Your website is more than a business card
How do we know that some brand-new websites don’t work?
It's not because they're ugly or weird. They are probably pleasant looking.
They include navigation, and header photos, and important-sounding statements like “We take you where you want to go.”
They may even have cool little videos and little “Subscribe!” buttons.
They LOOK a whole lot like functional, helpful websites.
But despite the pretty packaging, clients are no better equipped to hire you than before they landed on your site. Your business is in no better shape, even after you've spent thousands of dollars on a new website.
What a missed opportunity!
How do I know it's a missed opportunity?
Because your designer probably never asked you the right question in the first place.
The right question is: "What (expensive) problem are you trying to solve in your business?"
Your website (or whatever else in your brand ecosystem) should be built around that problem (or goal).
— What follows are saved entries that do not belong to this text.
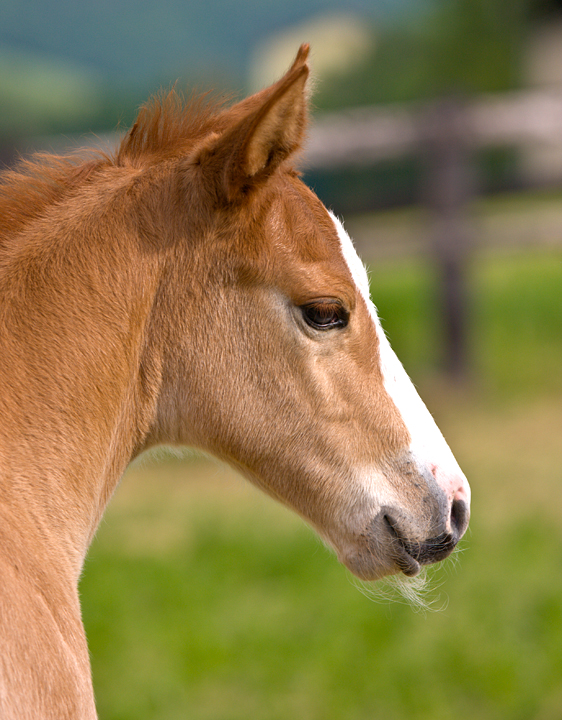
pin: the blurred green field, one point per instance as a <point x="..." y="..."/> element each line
<point x="204" y="599"/>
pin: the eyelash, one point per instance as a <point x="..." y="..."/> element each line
<point x="325" y="315"/>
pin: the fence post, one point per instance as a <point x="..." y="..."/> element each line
<point x="449" y="186"/>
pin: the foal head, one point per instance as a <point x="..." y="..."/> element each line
<point x="273" y="356"/>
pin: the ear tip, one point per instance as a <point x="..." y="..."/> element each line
<point x="302" y="56"/>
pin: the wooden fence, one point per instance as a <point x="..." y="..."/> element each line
<point x="446" y="135"/>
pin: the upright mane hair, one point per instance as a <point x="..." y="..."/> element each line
<point x="166" y="127"/>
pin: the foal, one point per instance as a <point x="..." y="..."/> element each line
<point x="192" y="290"/>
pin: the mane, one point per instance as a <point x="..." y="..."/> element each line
<point x="166" y="126"/>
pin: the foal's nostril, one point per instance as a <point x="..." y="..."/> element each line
<point x="459" y="518"/>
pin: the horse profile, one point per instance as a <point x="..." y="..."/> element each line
<point x="190" y="289"/>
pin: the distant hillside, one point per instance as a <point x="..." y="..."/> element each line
<point x="143" y="40"/>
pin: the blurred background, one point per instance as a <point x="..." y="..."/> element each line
<point x="437" y="134"/>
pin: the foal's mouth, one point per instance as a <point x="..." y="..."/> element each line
<point x="410" y="555"/>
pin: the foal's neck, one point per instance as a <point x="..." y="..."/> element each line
<point x="80" y="375"/>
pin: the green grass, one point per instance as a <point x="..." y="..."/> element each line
<point x="205" y="599"/>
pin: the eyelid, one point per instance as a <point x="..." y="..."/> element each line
<point x="330" y="309"/>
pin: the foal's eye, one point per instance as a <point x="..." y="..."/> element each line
<point x="325" y="314"/>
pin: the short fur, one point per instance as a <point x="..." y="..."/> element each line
<point x="154" y="296"/>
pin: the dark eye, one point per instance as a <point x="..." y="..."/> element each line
<point x="325" y="314"/>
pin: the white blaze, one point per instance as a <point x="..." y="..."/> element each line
<point x="428" y="445"/>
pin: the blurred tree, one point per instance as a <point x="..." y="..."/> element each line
<point x="460" y="46"/>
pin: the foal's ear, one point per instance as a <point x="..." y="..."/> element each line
<point x="268" y="127"/>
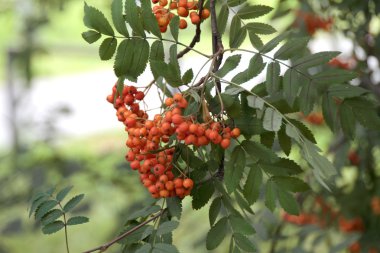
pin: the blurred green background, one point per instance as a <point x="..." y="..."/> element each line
<point x="57" y="130"/>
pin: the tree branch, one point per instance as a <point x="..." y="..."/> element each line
<point x="197" y="35"/>
<point x="105" y="246"/>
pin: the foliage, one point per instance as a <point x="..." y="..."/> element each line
<point x="49" y="210"/>
<point x="254" y="167"/>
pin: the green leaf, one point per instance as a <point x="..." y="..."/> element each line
<point x="307" y="97"/>
<point x="95" y="19"/>
<point x="188" y="76"/>
<point x="133" y="17"/>
<point x="255" y="102"/>
<point x="107" y="48"/>
<point x="332" y="76"/>
<point x="270" y="195"/>
<point x="164" y="248"/>
<point x="330" y="111"/>
<point x="320" y="163"/>
<point x="253" y="11"/>
<point x="284" y="167"/>
<point x="291" y="48"/>
<point x="214" y="210"/>
<point x="44" y="208"/>
<point x="346" y="91"/>
<point x="51" y="216"/>
<point x="273" y="80"/>
<point x="259" y="28"/>
<point x="118" y="18"/>
<point x="284" y="140"/>
<point x="237" y="33"/>
<point x="216" y="234"/>
<point x="167" y="227"/>
<point x="230" y="64"/>
<point x="157" y="51"/>
<point x="76" y="220"/>
<point x="287" y="202"/>
<point x="252" y="185"/>
<point x="202" y="194"/>
<point x="273" y="43"/>
<point x="123" y="59"/>
<point x="234" y="168"/>
<point x="174" y="27"/>
<point x="255" y="67"/>
<point x="347" y="120"/>
<point x="259" y="151"/>
<point x="150" y="20"/>
<point x="144" y="212"/>
<point x="222" y="19"/>
<point x="174" y="205"/>
<point x="267" y="139"/>
<point x="243" y="203"/>
<point x="91" y="36"/>
<point x="272" y="120"/>
<point x="63" y="193"/>
<point x="291" y="85"/>
<point x="39" y="200"/>
<point x="240" y="225"/>
<point x="255" y="40"/>
<point x="292" y="184"/>
<point x="243" y="243"/>
<point x="73" y="202"/>
<point x="52" y="227"/>
<point x="365" y="112"/>
<point x="139" y="58"/>
<point x="314" y="59"/>
<point x="233" y="3"/>
<point x="144" y="249"/>
<point x="303" y="130"/>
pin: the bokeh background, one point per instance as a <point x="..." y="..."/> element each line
<point x="56" y="128"/>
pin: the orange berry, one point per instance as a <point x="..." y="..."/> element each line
<point x="158" y="169"/>
<point x="182" y="103"/>
<point x="178" y="182"/>
<point x="169" y="101"/>
<point x="195" y="19"/>
<point x="235" y="132"/>
<point x="188" y="183"/>
<point x="163" y="29"/>
<point x="182" y="24"/>
<point x="205" y="13"/>
<point x="163" y="2"/>
<point x="182" y="3"/>
<point x="173" y="5"/>
<point x="182" y="12"/>
<point x="177" y="119"/>
<point x="163" y="21"/>
<point x="164" y="193"/>
<point x="169" y="185"/>
<point x="225" y="143"/>
<point x="140" y="95"/>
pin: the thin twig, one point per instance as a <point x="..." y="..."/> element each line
<point x="197" y="36"/>
<point x="105" y="246"/>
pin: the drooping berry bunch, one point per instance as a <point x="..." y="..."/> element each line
<point x="149" y="152"/>
<point x="164" y="12"/>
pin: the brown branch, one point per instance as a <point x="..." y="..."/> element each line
<point x="105" y="246"/>
<point x="197" y="36"/>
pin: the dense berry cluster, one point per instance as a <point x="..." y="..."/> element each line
<point x="149" y="152"/>
<point x="164" y="12"/>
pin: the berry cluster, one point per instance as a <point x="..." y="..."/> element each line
<point x="314" y="22"/>
<point x="147" y="140"/>
<point x="164" y="12"/>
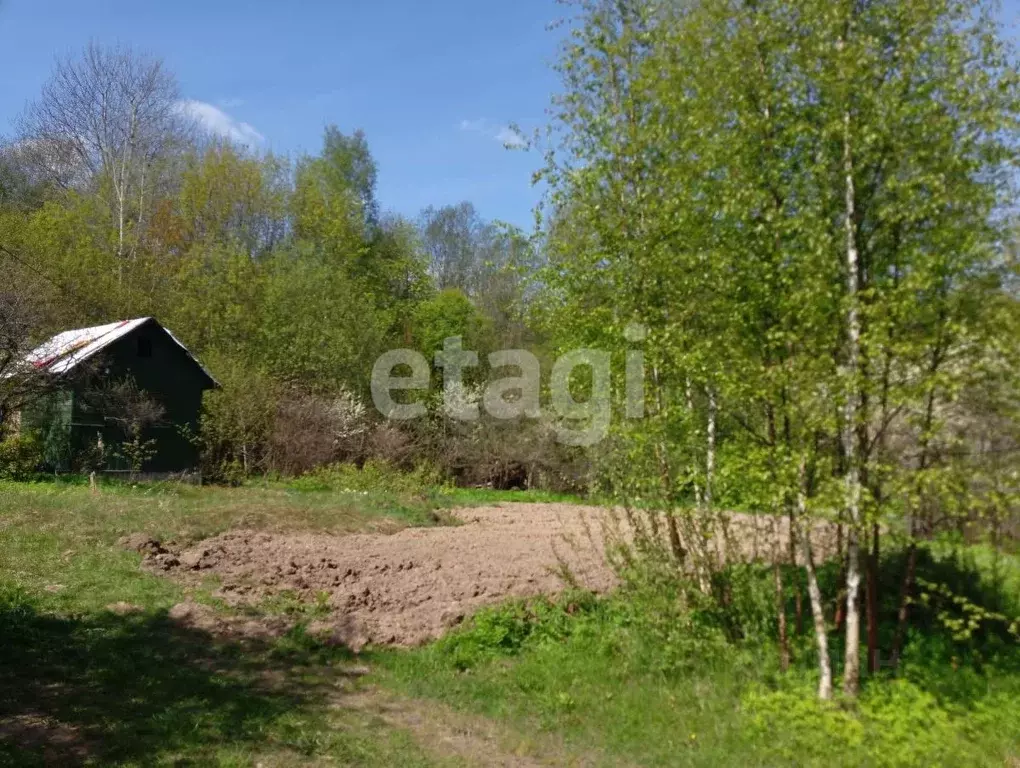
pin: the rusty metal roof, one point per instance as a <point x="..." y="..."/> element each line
<point x="64" y="351"/>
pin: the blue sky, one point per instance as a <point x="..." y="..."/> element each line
<point x="432" y="84"/>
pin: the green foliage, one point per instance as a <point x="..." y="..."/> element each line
<point x="20" y="456"/>
<point x="372" y="476"/>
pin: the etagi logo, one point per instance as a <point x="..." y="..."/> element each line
<point x="580" y="422"/>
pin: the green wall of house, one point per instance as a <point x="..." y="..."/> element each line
<point x="70" y="428"/>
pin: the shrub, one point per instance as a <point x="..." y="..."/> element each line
<point x="374" y="476"/>
<point x="20" y="456"/>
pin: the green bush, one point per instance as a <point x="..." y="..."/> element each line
<point x="20" y="456"/>
<point x="373" y="476"/>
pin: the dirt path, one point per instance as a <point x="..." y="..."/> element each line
<point x="409" y="586"/>
<point x="466" y="738"/>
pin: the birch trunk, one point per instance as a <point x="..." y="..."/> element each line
<point x="852" y="670"/>
<point x="817" y="609"/>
Usually, if you're a pro photographer, your goal is to get more quality clients to contact and hire you.
It all boils down to what we keep talking about here at 16 Hoops: Expertise.
Your website needs to showcase your expertise, then tell your potential clients exactly what to do next.
I’ve seen many talented designers build websites that are just pretty online business cards. They look nice, but they don't bring you anywhere closer to improving your business or acquiring new clients.
In fact, having that cute business-card site may actually HARM your business. You'll think you've “solved” the problem because you took some action (and probably spent a lot of time and money).
But the problem is still there, bubbling under the surface, just waiting to explode...and now you're ignoring it.
Don't hire a carpenter when you need an architect
In the world of 16 Hoops, where expertise is the DNA of any strong business (ours included), hiring a web designer to redo your website without a clear goal in mind is akin to hiring a carpenter when what you really need is an architect.
Experts (architects) solve problems. Order-takers (carpenters) perform requested tasks.
So before you declare that your website is old and that "you need a new website," dig a little deeper.
Examine what makes you think you need a new site. Ask: "What problem would be solved by having a new website?"
Knowing the answer to this question will bring you closer to identifying the real issue and fixes.
And once you have that established, you can hire that web designer...and give them a crystal-clear blueprint.